Publicado 21/07/2026 • 14:47 | Atualizado há 3 semanas

KEY POINTS

  • Marcello Collares afirma que a taxação de 25% deve afetar principalmente fabricantes de celulose solúvel voltada à indústria têxtil.
  • Segundo o especialista, a maior parte das exportações brasileiras de celulose continuará preservada, já que o produto tradicional ficou fora da tarifa.
  • Diretor da TTOBMA destaca que produtores da celulose especial possuem mercados consolidados na Europa e na China, reduzindo a dependência dos Estados Unidos.

O tarifaço de 25% imposto pelos Estados Unidos sobre produtos brasileiros deve provocar impactos limitados para o setor de celulose, afirmou Marcello Collares, diretor de Inteligência de Mercado da TTOBMA, em entrevista nesta terça-feira (21) ao Times Brasil – Licenciado Exclusivo CNBC. Segundo ele, a medida atinge um segmento bastante específico da indústria, enquanto preserva o principal produto exportado pelo Brasil.

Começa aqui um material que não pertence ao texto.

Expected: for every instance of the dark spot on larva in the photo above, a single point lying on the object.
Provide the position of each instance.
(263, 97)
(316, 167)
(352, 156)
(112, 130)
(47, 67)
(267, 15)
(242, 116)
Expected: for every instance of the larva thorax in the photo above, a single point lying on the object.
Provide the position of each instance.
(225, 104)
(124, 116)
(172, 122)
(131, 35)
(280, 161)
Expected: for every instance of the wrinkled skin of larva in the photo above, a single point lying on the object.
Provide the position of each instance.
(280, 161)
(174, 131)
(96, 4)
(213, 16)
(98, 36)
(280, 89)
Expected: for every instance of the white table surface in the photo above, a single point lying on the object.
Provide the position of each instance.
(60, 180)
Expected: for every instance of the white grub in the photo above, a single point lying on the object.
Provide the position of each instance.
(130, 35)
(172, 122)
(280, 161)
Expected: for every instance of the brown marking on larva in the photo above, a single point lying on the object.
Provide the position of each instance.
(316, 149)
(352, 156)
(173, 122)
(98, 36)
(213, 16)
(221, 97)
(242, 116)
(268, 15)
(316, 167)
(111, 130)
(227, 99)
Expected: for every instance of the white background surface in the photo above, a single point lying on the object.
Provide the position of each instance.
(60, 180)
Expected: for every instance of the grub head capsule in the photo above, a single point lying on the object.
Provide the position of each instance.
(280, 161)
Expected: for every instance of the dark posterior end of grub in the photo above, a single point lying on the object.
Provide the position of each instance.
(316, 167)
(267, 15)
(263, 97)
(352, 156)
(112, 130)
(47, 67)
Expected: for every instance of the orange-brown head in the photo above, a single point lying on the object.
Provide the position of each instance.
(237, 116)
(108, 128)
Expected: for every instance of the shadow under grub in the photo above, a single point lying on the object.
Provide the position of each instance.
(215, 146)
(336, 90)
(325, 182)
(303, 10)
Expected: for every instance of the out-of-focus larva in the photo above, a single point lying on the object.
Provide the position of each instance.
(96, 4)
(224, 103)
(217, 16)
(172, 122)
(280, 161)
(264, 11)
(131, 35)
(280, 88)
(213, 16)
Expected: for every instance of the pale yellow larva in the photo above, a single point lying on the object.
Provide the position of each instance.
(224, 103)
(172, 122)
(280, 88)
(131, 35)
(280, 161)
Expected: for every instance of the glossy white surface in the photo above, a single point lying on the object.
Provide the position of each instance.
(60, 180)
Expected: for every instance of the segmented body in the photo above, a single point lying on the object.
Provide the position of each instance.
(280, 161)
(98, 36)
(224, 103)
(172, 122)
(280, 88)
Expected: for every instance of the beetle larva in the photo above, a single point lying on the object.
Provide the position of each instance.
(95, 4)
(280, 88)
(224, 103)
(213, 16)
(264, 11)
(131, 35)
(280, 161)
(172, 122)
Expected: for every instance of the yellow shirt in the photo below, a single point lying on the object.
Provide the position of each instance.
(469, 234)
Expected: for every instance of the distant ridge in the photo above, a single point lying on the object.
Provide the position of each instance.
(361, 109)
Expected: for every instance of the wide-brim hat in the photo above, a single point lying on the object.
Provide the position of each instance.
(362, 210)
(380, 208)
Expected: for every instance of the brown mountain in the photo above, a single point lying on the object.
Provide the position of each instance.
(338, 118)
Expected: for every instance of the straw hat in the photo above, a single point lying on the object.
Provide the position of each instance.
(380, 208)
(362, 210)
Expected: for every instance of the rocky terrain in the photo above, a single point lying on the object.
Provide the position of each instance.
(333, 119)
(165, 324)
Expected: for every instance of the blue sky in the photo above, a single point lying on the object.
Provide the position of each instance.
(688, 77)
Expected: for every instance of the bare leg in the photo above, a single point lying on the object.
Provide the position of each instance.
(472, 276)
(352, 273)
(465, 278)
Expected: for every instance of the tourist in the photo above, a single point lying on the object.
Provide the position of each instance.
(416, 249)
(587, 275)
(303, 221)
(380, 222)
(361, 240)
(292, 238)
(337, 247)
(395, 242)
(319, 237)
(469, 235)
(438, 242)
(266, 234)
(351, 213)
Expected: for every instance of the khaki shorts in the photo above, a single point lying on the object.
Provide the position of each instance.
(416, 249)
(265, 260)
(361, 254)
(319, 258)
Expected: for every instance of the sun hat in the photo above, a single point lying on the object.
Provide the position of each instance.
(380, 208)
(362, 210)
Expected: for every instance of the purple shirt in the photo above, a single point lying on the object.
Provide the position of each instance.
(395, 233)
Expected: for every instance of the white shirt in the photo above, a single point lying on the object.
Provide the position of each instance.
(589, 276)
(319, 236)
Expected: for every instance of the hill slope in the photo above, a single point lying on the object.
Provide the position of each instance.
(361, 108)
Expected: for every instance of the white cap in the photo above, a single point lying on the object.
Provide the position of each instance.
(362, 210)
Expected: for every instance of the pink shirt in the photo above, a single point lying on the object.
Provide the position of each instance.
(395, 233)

“O impacto para a indústria brasileira de celulose, de maneira geral, é pequeno. O volume atingido representa uma parcela muito reduzida das exportações para os Estados Unidos e, mesmo assim, parte dessas vendas deve ser preservada pela competitividade do produto brasileiro”, afirmou.

A decisão do governo de Donald Trump manteve isenta da tarifa a celulose de mercado utilizada na fabricação de papéis, mas incluiu a chamada celulose solúvel (dissolving pulp), matéria-prima de alta pureza utilizada principalmente pela indústria têxtil.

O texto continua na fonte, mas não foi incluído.